Which blessing should I say over "bread" that is made from rice or some other grain?

Can I say "motzi" along with other people who are eating bread?

Thanks!
Brent Smith
KY
January 9, 2013
Re Pita
Yes, pita bread is considered bread and Birkat Hamazon, the full Grace after Meals should be said.
Chabad.org Staff
mychabad.org
January 9, 2013
is benching required for pita
is pita "bread" for benching
Bart
January 9, 2013
Thank you!
Finally I've received my prayer book two days ago (I'm a convert) and I'm the happiest person on earth because I can now actually DO something and get "in touch" with G-d. I cried for half an hour out of happiness after having read the first (translated) lines. Now I'm learning to say the blessings and prayers in Hebrew, and oh boy did I pronounce them wrongly. What would I do without this site? I don't know, but I don't even want to think about it.
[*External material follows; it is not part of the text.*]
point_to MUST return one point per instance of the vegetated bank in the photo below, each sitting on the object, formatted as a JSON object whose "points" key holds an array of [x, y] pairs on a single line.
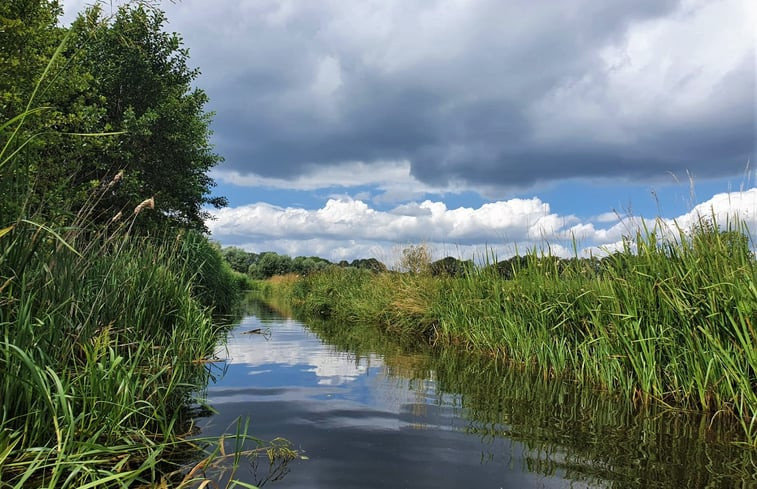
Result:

I'm grateful to you for putting so much time, care, and effort into educating us. You're such a blessing it's beyond words!
Katrin P.
Germany
November 26, 2012
allergies
I am really grain allergic, not just gluten intolerant but rip roaring grain allergic, so my question is, can I use almond flour and then add like 5 buckwheat grains, buckwheat is not a true grain. Or can I just make a bread out of buckwheat and maybe add 5 little grains of oats, and add fruits to it, like some raisins and nuts, or apricots to celebrate shabbat. I can try to braid it in the same shape as challah. And if I can make the buckwheat bread, do I have to eat the oat grain? Or is it okay as long as it's in it, it's okay.
Doriel
November 25, 2012
Blessings when eating a meal
If your meal contains bread, the Hamotzi blessing is recited and "covers" the entire meal, besides for dessert and wine. Otherwise, a blessing is recited for each category of food that is eaten during the meal.